Cyan and I had a good discussion (several, actually) on our long recent drive. Among diverse topics, he explained something that lead to a confusion-reducing revelation.
On meeting Eliezer, Cyan wished to engage him on Measure Theory. Cyan felt that it might be a useful tool for Eliezer's fAI work. The conversation was interesting (I'll leave it to someone more mathematically competent to summarize), but what I remarked on was how it started.
Cyan began, "Eliezer, I'd say you're at least 3 levels above me, but I thought I could offer some advice on Measure Theory..."
I took this to be (needless) status-lowering behavior, and mentioned this in later conversation. However, it came out that this wasn't so, and there was original thinking behind the number "3".
Cyan's formalization of "levels" involved the creation of useful new concepts. Someone a single level above you can create concepts that you can understand, but could not generate on your own.
Cyan felt that Average Physicists were a level above him, Elite Physicists a level higher, and estimated that Eliezer was a level beyond that. Eliezer's original concept of Levels seems to imply that one's level is biologically determined and immutable, and so a single "EY-level" is probably akin to the highest possible "Cyan-level". I will therefore refer to Mutable (Cyan-levels) and Immutable (EY-levels) Levels to distinguish the two. The former is the attainment of one's greatest potential, the latter describes this potential.
I thought that this was a useful way to think about levels and "leveling up", but not completely right. I didn't think that levels were generalizable. Alice, Bob, and Cheryl might form a natural chain in which each was one Mutable Level above the previous person in the chain, but this chain could be very different with different players. Alice, Zorba, Xeno, Yudkowsky, and Cheryl could form an equally logical chain with each person being one Mutable Level above the previous person, so it doesn't make sense to refer to someone as X levels above you.
Cyan and I eventually agreed that this makes more sense, and had the additional benefit providing a useful way to guide seeking out mentors.
Therefore I make several claims I'd like the group's thoughts on:
- A useful way to think about "Levels" is as describing increasing ability to produce concepts of greater explanatory power or insight.
- It is useful to think of someone as a level above you if they can generate novel ideas that you can only understand, but could not have produced from scratch.
- Levels can be usefully thought of as Mutable (if they are amenable to improvement through study or holistic self improvement), or Immutable (if they are biologically - or otherwise - determined and fixed).
- One's maximally attainable Mutable Level is equivalent to one's Immutable Level; the latter describes potential, while the former describes the attainment of that potential.
- Mutable Levels are path dependent; it makes no sense to talk about levels abstractly, only in relation to specific individuals (or specific groups whose members have very similar abilities in the domain of interest).
I'm sure there aren't specific mathematics and programming modules in the brain. There certainly are different kinds of functionality in the brain (how helpful it is to think of it as divided into modules is debatable) and some of it is more useful for doing mathematics or programming or whatever than other parts.
(Camera A may be better than camera B for landscape photography and camera B better than camera A for taking pictures at rock concerts. That doesn't require that the cameras have landscape-specific modules. All it needs is that, e.g., A has better optics and a higher-resolution sensor, while B has better autofocus and less noise when its sensitivity is cranked way up.)
So, if it sometimes happens that (1) two people's natural mental faculties differ drastically in their "distribution of power" and (2) there's a substantial difference in how useful the bits where they differ are for two different kinds of thinking, then there will be subject-specific "immutable levels".
Prima facie it seems that both #1 and #2 do happen. Of course it might turn out that #2 doesn't really, because (a) differences in intellectual power are all malleable, so that no kinds of "immutable levels" are real, or (b) differences in mental power are concentrated in some universal "g-factor" that affects all kinds of thinking equally, or (c) it just so happens that more specific variations always more or less cancel out overall (it's hard to see how that would work, but who knows?).
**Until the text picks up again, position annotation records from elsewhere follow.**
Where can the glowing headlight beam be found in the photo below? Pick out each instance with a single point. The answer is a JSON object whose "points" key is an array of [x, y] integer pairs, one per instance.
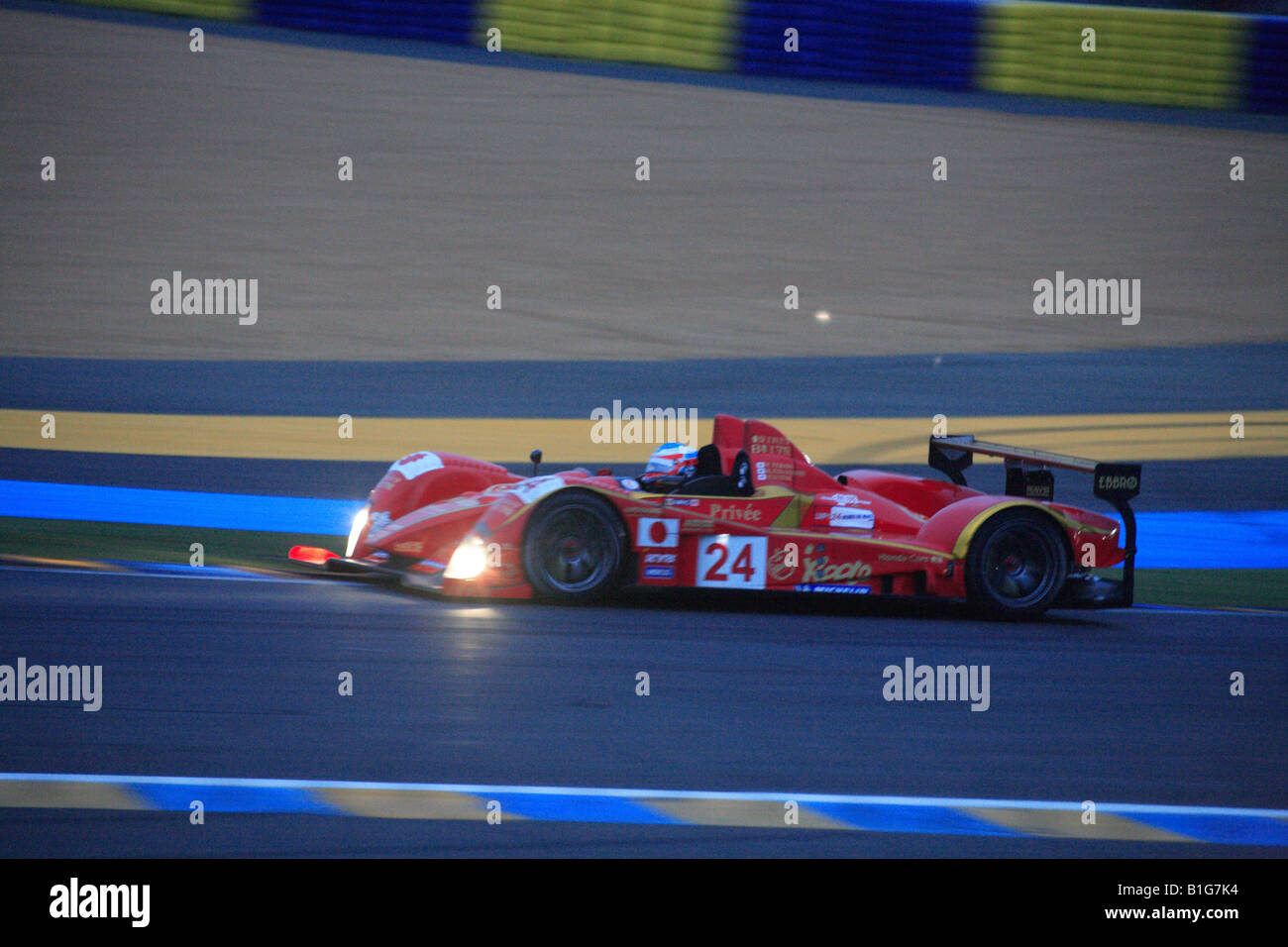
{"points": [[360, 523], [468, 561]]}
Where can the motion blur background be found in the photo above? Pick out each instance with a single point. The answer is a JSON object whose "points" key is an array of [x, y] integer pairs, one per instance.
{"points": [[790, 145]]}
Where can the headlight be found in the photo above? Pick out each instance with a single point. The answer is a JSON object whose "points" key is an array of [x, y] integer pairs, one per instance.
{"points": [[468, 561], [360, 523]]}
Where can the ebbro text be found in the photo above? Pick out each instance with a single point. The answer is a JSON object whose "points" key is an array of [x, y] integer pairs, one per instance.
{"points": [[22, 682]]}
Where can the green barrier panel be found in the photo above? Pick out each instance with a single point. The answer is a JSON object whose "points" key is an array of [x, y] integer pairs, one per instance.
{"points": [[206, 9], [687, 34], [1147, 56]]}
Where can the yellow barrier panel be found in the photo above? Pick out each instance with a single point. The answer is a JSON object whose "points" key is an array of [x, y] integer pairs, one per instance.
{"points": [[688, 34], [1149, 56]]}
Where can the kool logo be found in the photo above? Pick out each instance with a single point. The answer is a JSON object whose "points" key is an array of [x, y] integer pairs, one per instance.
{"points": [[818, 571]]}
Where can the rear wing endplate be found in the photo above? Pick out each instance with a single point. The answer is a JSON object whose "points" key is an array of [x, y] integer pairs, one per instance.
{"points": [[1028, 474]]}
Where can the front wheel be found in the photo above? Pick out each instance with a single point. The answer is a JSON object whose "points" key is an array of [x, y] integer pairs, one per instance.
{"points": [[575, 548], [1017, 565]]}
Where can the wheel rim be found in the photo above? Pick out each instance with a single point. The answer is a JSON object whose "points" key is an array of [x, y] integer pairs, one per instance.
{"points": [[1019, 565], [572, 551]]}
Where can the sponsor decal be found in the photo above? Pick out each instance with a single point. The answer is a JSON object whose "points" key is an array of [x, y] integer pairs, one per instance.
{"points": [[841, 589], [742, 513], [651, 531], [850, 518], [536, 487], [910, 557], [416, 464], [768, 444], [1108, 482], [784, 562], [734, 562], [845, 500], [819, 570]]}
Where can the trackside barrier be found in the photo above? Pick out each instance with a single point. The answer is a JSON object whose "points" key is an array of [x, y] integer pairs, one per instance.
{"points": [[1068, 51]]}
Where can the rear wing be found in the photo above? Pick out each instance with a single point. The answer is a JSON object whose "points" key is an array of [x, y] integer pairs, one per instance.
{"points": [[1028, 474]]}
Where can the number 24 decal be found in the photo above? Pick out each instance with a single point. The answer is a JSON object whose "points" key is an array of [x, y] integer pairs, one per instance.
{"points": [[732, 562]]}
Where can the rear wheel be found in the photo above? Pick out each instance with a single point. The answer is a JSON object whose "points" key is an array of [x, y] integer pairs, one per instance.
{"points": [[575, 548], [1017, 565]]}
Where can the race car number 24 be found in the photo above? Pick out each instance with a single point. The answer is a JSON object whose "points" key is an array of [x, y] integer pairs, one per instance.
{"points": [[732, 562]]}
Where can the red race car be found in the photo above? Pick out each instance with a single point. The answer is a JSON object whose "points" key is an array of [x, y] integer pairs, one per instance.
{"points": [[752, 513]]}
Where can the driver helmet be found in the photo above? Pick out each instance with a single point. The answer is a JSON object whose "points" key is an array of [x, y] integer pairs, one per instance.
{"points": [[673, 462]]}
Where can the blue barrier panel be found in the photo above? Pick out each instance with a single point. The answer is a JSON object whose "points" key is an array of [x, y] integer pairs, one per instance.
{"points": [[925, 43], [439, 21], [1267, 65]]}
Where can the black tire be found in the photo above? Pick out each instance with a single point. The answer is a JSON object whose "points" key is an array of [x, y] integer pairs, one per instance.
{"points": [[1017, 565], [575, 548]]}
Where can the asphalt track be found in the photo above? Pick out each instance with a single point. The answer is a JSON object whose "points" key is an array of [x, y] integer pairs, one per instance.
{"points": [[223, 163], [473, 174], [239, 680]]}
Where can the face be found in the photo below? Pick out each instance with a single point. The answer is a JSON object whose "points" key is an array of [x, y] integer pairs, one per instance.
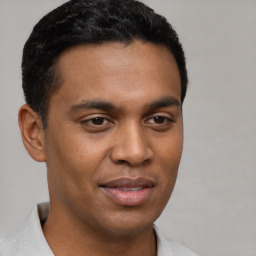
{"points": [[114, 137]]}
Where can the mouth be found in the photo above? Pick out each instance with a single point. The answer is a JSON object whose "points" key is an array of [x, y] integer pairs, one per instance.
{"points": [[127, 191]]}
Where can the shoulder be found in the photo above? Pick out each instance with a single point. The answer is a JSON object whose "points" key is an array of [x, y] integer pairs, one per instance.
{"points": [[167, 247], [28, 240]]}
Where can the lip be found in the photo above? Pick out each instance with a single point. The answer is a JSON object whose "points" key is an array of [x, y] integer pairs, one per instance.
{"points": [[128, 191]]}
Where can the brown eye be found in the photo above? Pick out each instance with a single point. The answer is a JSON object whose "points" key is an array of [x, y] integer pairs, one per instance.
{"points": [[98, 120], [159, 119]]}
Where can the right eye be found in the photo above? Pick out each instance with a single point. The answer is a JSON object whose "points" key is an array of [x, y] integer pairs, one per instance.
{"points": [[96, 124]]}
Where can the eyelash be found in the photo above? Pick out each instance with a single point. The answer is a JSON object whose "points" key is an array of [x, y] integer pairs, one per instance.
{"points": [[105, 123]]}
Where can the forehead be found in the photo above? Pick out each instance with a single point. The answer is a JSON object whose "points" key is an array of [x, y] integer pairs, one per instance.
{"points": [[114, 71]]}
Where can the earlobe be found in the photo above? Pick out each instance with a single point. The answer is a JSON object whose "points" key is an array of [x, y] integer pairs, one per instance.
{"points": [[32, 133]]}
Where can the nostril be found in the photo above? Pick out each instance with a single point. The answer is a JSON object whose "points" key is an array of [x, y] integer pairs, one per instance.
{"points": [[122, 162]]}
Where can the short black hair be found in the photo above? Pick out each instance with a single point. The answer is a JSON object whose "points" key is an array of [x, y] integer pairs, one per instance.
{"points": [[80, 22]]}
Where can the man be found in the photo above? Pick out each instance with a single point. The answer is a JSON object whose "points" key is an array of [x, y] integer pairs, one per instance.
{"points": [[104, 82]]}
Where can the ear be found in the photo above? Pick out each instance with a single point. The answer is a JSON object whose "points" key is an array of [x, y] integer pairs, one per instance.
{"points": [[32, 133]]}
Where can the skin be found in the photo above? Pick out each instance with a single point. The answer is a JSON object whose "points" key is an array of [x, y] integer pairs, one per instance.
{"points": [[84, 145]]}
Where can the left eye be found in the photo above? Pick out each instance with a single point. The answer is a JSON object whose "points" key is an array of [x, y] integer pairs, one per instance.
{"points": [[98, 121], [159, 120]]}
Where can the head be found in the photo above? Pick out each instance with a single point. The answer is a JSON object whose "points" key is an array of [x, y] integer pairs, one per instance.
{"points": [[84, 22], [104, 81]]}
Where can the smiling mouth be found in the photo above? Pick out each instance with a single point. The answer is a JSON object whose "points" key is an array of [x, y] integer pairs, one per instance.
{"points": [[128, 192]]}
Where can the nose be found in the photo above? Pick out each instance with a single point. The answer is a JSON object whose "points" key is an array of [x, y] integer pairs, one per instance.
{"points": [[131, 147]]}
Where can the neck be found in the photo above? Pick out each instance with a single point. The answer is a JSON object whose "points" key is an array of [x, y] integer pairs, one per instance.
{"points": [[69, 236]]}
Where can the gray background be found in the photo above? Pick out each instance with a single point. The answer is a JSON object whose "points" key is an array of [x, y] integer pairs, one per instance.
{"points": [[213, 208]]}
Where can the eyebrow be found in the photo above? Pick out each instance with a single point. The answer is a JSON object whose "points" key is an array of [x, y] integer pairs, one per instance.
{"points": [[166, 101], [93, 104]]}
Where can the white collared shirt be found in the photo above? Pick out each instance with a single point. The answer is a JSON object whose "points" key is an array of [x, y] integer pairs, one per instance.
{"points": [[29, 240]]}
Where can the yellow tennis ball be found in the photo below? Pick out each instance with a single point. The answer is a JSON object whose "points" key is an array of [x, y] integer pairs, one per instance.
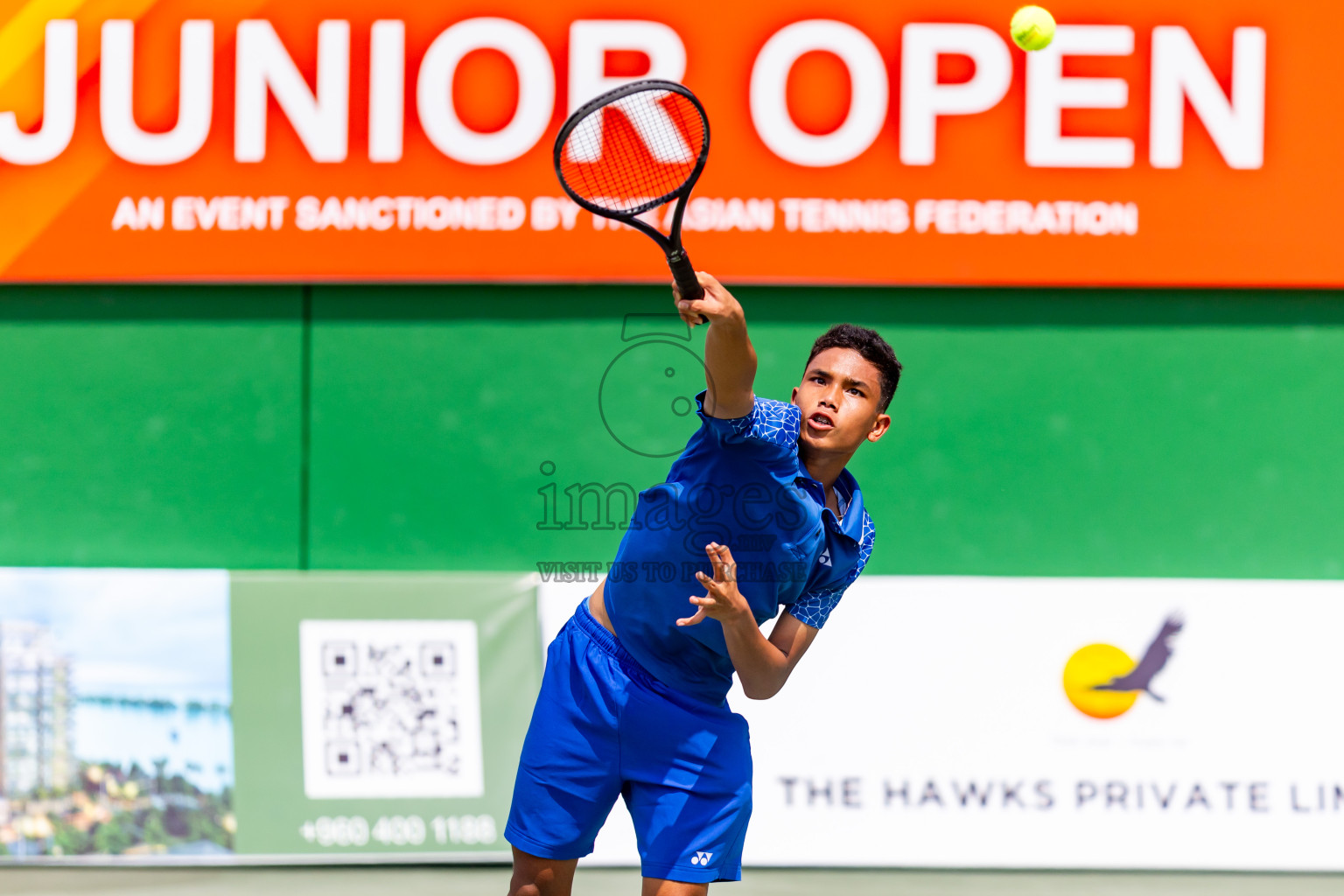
{"points": [[1032, 29]]}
I'd be interested to see evidence for any of those, or for any other good reason to reject #1 and #2. So far, though, they look pretty plausible, and I don't see where I've failed at reductionism any further than we all have to on account of not actually knowing very much about how intelligence works.
It's also worth noting that "immutable" means something like "largely fixed from adulthood on" rather than "largely determined by one's genes", and whatever there may have been in our ancestral environments there are all kinds of interesting things in our early environments when our brains are most malleable that might correlate with later ability in fields like number theory, psychology, AI programming, music, etc.
(Examples, in case they're needed, of mental faculties that seem like reasonable candidates for varying differently in different people, and that could be of varying importance across different fields: Visual imagination. Short-term memory. Modelling of other people's likely feelings, thoughts, and behaviour. Language acquisition. Visual pattern-spotting. Auditory pattern-spotting.)